I was thinking the clustering algorithms like K-meams using distance to find similar groups among the data samples. It seems to me that the size of the data samples doesn’t help to improve the performance of clustering. In some cases, the size of data samples available to clustering is fixed for example, the clients of services that a company provides. The goal is to group clients according to products they buy.
I want to understand clustering better:
Does clustering need training data? or clustering is to help find some pattern of the given data samples?
To a 20-client sized company, how can they improve the clustering result?
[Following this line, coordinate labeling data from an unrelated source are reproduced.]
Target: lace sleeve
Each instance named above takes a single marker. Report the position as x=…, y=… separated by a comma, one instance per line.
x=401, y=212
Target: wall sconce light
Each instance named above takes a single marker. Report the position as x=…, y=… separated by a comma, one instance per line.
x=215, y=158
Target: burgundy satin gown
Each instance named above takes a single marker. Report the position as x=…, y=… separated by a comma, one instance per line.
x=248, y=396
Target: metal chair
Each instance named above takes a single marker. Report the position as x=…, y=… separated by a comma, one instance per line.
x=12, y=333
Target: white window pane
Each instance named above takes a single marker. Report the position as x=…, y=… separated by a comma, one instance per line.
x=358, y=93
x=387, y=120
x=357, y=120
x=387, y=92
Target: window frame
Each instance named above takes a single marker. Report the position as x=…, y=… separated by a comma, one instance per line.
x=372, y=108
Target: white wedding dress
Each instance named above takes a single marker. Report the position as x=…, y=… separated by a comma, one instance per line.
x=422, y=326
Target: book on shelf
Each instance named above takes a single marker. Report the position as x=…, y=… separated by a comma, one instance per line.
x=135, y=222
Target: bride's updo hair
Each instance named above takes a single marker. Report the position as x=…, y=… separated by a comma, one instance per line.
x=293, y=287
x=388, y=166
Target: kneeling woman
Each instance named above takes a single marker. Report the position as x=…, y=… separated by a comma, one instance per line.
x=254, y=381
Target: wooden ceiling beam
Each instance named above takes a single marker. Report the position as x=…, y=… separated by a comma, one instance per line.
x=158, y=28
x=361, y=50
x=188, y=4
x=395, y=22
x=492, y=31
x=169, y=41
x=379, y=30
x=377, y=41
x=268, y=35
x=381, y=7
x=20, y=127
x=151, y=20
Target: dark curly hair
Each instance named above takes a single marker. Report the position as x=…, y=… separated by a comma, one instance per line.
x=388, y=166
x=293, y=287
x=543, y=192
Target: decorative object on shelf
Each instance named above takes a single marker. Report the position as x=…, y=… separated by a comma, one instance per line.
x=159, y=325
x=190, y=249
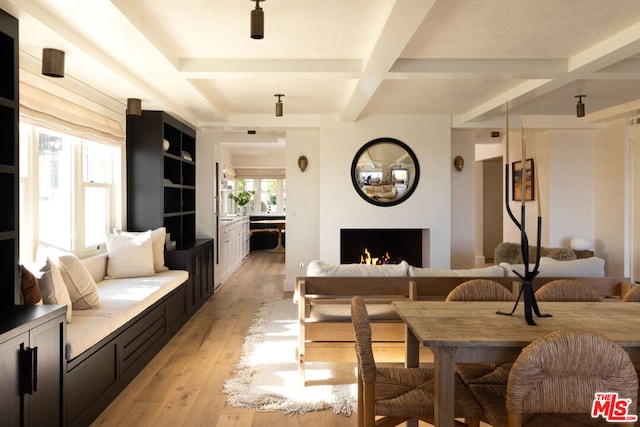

Not sure finding more features will help?
For time series data set, will historical data help improve the performance of clustering? for example, the company stores the purchase records of these 20 clients for last 3 years.
Clustering groups the data according to distance from centroids.
It all depends on the data you provide and what distinguishes one client from the other, the clustering algorithm will make clusters, more features might help of course depending on what contribution they have in the clustering process.
Ideally yes if its a parameter of the clustering algorithm
Ideally yes if its a parameter of the clustering algorithm.
thanks, normally how to use time series data of 20 clients in clustering? treat them independently in clustering algorithm ? but there are only 20 clients. is there any example that I can refer to? thank you.
I would say create a feature which has the time in years that the client has been with the company, I don’t think you can use the times series as it directly!